КАК Я ПОТЕРЯЛ ПЕРВЕНСТВО
В дальнейшем я не раз испытывал ревность, но тот случай запомнился мне навсегда. Возможно потому, что лет мне тогда было восемнадцать и сама ревность оказалась несколько необычной.
В то время, зимой сорок второго года, еще не было дважды Героев, трижды Героев, в ту пору на фронте орденоносец был редкостью. Это позже, к концу войны, к победе, стали щедро раздавать ордена. А в сорок втором году, в феврале месяце, еще далеко было до побед. В нашем артполку был человек, награжденный орденом Ленина. Первый. Один-единственный. Это был командир батареи. О нем знали все. Я тоже был первый. И тоже один-единственный. Дело в том, что я был самый молодой в полку.
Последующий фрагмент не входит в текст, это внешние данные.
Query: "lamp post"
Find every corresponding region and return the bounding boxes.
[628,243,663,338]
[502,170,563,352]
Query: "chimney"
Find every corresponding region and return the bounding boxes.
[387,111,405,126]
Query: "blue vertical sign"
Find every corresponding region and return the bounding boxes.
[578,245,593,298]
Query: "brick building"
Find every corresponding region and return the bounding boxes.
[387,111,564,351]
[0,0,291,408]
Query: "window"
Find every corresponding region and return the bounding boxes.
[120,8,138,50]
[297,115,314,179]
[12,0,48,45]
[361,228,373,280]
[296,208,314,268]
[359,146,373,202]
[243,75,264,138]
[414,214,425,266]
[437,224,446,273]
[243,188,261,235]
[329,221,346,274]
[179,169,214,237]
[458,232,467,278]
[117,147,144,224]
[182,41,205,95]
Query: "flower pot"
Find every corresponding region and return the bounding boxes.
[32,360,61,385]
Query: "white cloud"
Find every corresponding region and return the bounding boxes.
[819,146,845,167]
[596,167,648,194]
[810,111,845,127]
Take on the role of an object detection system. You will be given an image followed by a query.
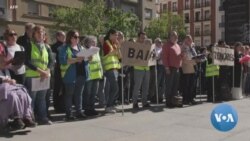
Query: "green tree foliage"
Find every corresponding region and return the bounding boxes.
[145,13,186,39]
[53,0,140,36]
[105,9,140,37]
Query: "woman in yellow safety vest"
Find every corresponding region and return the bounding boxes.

И вдруг прибыло пополнение и в этом пополнении боец — моложе меня. Когда-то это должно было случиться. Но тем не менее в тот день я испытал настоящую ревность.
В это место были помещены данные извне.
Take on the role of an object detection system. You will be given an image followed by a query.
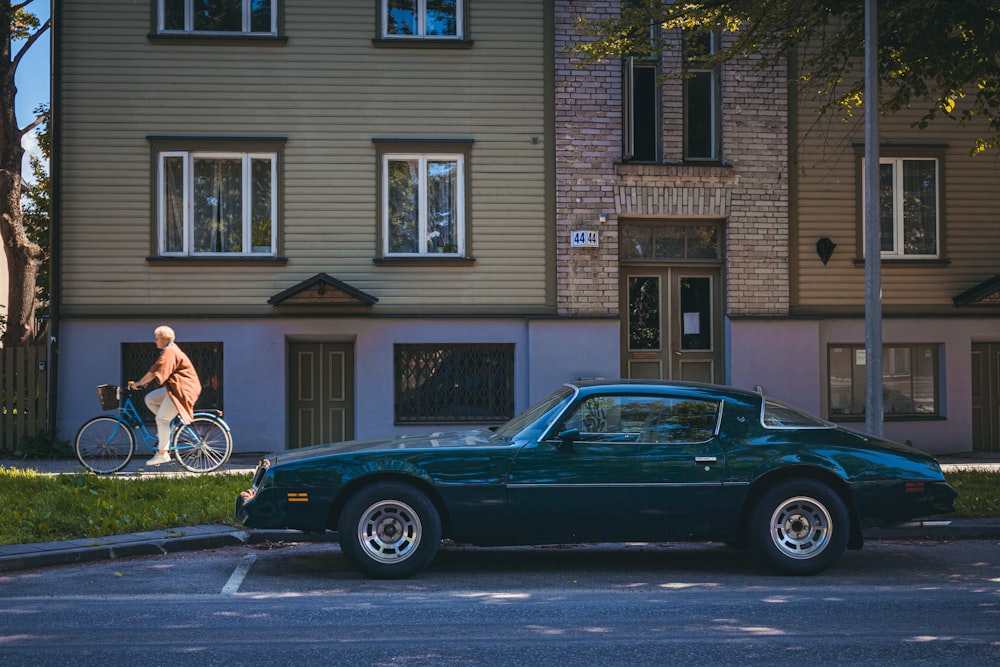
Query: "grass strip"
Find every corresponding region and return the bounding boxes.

Наморенный дальней пешей дорогой, напуганный близостью фронта, он, наверное, сидел в землянке, хлебал остывший суп из котелка, не подозревая даже, что одним фактом своего появления лишил меня первенства, к которому я уже прочно привык. Ему это не стоило никаких усилий, он пришел — и я стал никем. Вернее, я стал вторым. Но люди так устроены, что второй или двадцатый — это уже для всех безразлично. Интересен только первый.
Надо сказать, что из своего первенства я не извлекал никаких выгод. Более того, оно и для человечества, как я теперь понимаю, не представляло никакого практического смысла. Им нельзя было начать всенародное движение, на его основе нельзя было никого и ни к чему призвать, его даже нельзя было показать в отчетах. Но я был первый, и это мне было важно. Зачем — я и до сих пор не знаю, Наверное, затем же, зачем вообще люди стремятся занимать место в сознании других людей. И в зависимости от этого бывают либо счастливы, либо несчастны.
Один раз, правда, я почувствовал выгоду своего положения. Но это было связано с нелучшими воспоминаниями. Меня вдруг вызвали к командиру полка. И когда я по глубокому снегу, по морозу, весь мокрый под телогрейкой от пота, явился по приказанию, робея и гордясь, что предстану сейчас перед майором Мироновым, командиром нашего полка, из землянки вылез на белый зимний свет солнца ординарец, весь пропахший керосином, пощурился, зевнул с паром изо рта:
— Прибыл? Вольно, сам такой дурак был… Скидай карабин, приказано тебя накормить.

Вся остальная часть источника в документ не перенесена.